Waar ben ik de naam van de Blinde Goden nu weer terecht gekomen!? Het klonk allemaal zò goed. Wij zouden wel even een object naar een ondode lord brengen. Hij zou het in volle dankbaarheid ontvangen en z'n samenwerking met de groene humanoids met dito hagedissen opzeggen…
Inmiddels is de wereld wel wat anders geworden. De Druïde is niet meer. Vermoord door dat tuig.
We hebben wel het object, maar de enige opbrengst is dat we nu in een duister, stoffig hol zitten. Waar we aangevallen worden door spoken, schaduwen en geesten. Loewie is nergens te bekennen. Zum is er ook vandoor. De dwerg en nicht Ith staan wat te knoeien tussen de schimmen.

Rhest

betere tijden...

Als een eekhoorn ren ik over de daken van Maison Dúere, de kluis van het Huis leeg achterlatend. Het slot was een lachertje, het raampje van de bovenverdieping was lastiger. Terwijl ik via de wandroos beweeg kleed ik mij snel om en laat ik mij -gekleed in mijn rode avondjapon- zakken op de Grote Ballustrade aan de achterzijde van het Huis. Precies op tijd voor mijn afspraak met de jonge Jonkheer Buètrha Ducca.
“Luca, fluister ik en trippel naar de jonge man. Laat mij opvangen in zijn sterke armen. En begraaf mijn gezicht in zijn gepoederde pruik… “Dit kan zo niet, mijn geliefde.
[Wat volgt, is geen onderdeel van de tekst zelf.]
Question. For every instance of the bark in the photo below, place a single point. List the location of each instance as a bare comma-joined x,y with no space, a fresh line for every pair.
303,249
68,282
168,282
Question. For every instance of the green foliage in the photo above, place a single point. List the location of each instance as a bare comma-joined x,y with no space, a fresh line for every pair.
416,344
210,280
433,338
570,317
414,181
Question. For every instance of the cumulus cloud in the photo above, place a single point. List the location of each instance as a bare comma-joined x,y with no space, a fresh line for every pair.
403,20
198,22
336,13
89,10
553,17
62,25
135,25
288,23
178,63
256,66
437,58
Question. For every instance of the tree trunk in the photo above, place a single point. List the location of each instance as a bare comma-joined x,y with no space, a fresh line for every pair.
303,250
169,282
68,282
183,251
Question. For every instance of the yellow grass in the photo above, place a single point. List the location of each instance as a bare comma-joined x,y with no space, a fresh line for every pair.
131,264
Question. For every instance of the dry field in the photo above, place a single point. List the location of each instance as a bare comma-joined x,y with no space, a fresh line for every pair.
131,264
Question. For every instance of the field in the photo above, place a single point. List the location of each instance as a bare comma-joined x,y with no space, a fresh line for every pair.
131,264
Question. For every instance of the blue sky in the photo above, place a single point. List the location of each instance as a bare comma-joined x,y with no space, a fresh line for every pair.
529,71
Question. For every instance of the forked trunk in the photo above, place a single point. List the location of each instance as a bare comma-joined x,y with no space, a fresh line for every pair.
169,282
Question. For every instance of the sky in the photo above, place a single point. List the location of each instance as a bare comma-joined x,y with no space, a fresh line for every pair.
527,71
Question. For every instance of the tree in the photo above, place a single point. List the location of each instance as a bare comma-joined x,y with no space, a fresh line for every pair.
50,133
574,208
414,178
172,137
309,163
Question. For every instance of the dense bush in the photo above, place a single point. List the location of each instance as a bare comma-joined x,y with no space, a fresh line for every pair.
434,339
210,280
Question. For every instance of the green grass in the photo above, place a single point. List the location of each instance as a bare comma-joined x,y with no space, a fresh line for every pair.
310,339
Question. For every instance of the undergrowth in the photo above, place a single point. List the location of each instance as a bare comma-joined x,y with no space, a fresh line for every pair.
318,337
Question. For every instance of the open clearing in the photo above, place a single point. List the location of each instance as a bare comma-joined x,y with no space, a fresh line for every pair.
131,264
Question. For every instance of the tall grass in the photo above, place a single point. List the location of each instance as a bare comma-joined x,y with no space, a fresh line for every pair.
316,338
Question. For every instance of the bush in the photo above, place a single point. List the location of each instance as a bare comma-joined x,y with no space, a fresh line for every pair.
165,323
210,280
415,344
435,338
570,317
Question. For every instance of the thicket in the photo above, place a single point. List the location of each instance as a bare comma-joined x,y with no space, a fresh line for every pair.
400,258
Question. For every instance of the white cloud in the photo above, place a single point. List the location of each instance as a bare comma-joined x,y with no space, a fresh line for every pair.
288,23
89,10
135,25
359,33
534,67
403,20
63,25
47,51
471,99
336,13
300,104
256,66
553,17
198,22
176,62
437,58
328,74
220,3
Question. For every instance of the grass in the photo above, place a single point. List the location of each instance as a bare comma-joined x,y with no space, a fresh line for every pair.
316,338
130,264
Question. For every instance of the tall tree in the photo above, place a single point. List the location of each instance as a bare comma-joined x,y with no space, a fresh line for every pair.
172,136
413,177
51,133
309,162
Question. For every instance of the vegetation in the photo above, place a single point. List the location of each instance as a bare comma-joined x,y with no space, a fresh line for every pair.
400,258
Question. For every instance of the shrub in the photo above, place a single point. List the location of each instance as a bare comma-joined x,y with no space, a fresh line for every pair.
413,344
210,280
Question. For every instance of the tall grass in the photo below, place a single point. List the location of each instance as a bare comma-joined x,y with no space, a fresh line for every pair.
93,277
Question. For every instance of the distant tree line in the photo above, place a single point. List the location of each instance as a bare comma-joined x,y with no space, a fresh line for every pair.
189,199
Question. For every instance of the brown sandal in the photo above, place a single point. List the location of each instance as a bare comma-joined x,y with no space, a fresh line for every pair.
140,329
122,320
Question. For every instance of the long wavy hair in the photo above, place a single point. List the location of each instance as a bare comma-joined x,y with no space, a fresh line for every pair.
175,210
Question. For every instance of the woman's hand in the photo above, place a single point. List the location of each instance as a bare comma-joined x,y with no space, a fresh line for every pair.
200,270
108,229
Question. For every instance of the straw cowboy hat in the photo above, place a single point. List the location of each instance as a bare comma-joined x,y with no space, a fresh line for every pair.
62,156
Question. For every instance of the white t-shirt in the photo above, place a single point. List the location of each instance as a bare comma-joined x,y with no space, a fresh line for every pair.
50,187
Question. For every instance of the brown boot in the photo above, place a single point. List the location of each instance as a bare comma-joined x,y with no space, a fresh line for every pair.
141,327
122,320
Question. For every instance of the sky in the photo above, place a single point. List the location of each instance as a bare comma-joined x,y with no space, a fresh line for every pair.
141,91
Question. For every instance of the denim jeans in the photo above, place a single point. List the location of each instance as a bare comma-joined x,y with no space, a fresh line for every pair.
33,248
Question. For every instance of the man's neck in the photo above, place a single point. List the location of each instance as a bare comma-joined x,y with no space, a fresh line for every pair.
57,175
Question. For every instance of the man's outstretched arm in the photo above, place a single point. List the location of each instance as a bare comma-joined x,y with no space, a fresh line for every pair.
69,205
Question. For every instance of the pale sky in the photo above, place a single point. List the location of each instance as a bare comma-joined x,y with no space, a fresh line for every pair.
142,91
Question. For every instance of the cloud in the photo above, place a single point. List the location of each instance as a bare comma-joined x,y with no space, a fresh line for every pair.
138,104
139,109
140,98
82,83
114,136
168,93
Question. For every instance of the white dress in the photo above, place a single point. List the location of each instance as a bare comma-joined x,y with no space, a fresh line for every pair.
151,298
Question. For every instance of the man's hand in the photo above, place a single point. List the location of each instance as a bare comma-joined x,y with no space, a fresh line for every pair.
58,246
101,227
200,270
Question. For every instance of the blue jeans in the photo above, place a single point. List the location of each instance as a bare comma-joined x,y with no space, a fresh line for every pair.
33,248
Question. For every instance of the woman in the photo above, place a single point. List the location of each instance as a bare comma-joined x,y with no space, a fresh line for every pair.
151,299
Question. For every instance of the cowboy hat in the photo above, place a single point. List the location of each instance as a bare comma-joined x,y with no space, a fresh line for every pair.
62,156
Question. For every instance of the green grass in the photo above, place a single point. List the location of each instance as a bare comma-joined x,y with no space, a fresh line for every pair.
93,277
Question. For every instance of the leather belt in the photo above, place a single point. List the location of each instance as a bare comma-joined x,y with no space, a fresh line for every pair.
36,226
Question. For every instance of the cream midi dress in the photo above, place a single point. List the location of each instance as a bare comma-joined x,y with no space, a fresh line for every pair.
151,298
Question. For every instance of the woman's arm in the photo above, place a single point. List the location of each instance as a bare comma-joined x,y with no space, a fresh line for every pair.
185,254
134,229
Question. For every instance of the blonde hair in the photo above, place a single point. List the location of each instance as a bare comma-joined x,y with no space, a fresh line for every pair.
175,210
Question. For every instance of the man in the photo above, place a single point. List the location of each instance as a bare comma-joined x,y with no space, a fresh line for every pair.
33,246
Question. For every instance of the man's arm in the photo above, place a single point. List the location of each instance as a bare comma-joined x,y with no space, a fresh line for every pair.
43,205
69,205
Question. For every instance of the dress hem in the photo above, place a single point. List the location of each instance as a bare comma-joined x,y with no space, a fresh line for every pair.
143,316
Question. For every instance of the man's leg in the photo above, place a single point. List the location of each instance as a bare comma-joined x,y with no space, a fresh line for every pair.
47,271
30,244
Mijn man wordt achterdochtig en jouw vrouw, de Baronett D'Ascomnetti… ik ben er van overtuigd dat zij ook niet geheel in het ongewisse is over ons…”.
“Ploert!” hoor ik roepen. Louwie is met een rood hoofd het bordes opgestapt. “Onthand mijn vrouw”, spuwt hij tussen gesloten tanden… Geschrokken laat ik Luca los en beschaamd wendt ik mijn hoofd af. Het is waarschijnlijk beter dat de Jonkheer mijn glimlach niet ziet… Zachtjes begin het te regenen. De druppels vallen steeds zwaarder op mijn hoofd. Een koude wind steekt op…
En ik schiet wakker uit mijn gedachten. We zitten nog steeds in dit godenverlaten moeras. Geen pracht of praal. Geen stijl, alleen maar modder en die eeuwige regen.
We zitten weer in een halfverzonken huisje te wachten op een draak (tuurlijk!). Waarschijnlijk zullen we het hoofdgebouw moeten bestormen. Slag leveren met allerlei ondingen en monsters, terwijl de beloning van dit avontuur al binnen is. Veilig rusten in mijn bezit.

Het begin

Loewie

Een geweldig noodweer teistert de landen. Wolken in een kleur als lood worden de hemelen doorgejaagd. Regen stort ter aarde vaak vergezeld door donder. Een bliksem snijdt de lucht in tweëen. In het weerlicht wordt een duister figuur even zichtbaar op de steigers in de oude stad. Gehuld in haar zware lederen cape waar het water afglijd zit Isabeau gehurkt bij een deur in de stad Fartwell. Haar vingers positioneren twee koperen staafjes in een ingewikkeld slot van een imposante deur. De deur van de Order van de Vergetenen.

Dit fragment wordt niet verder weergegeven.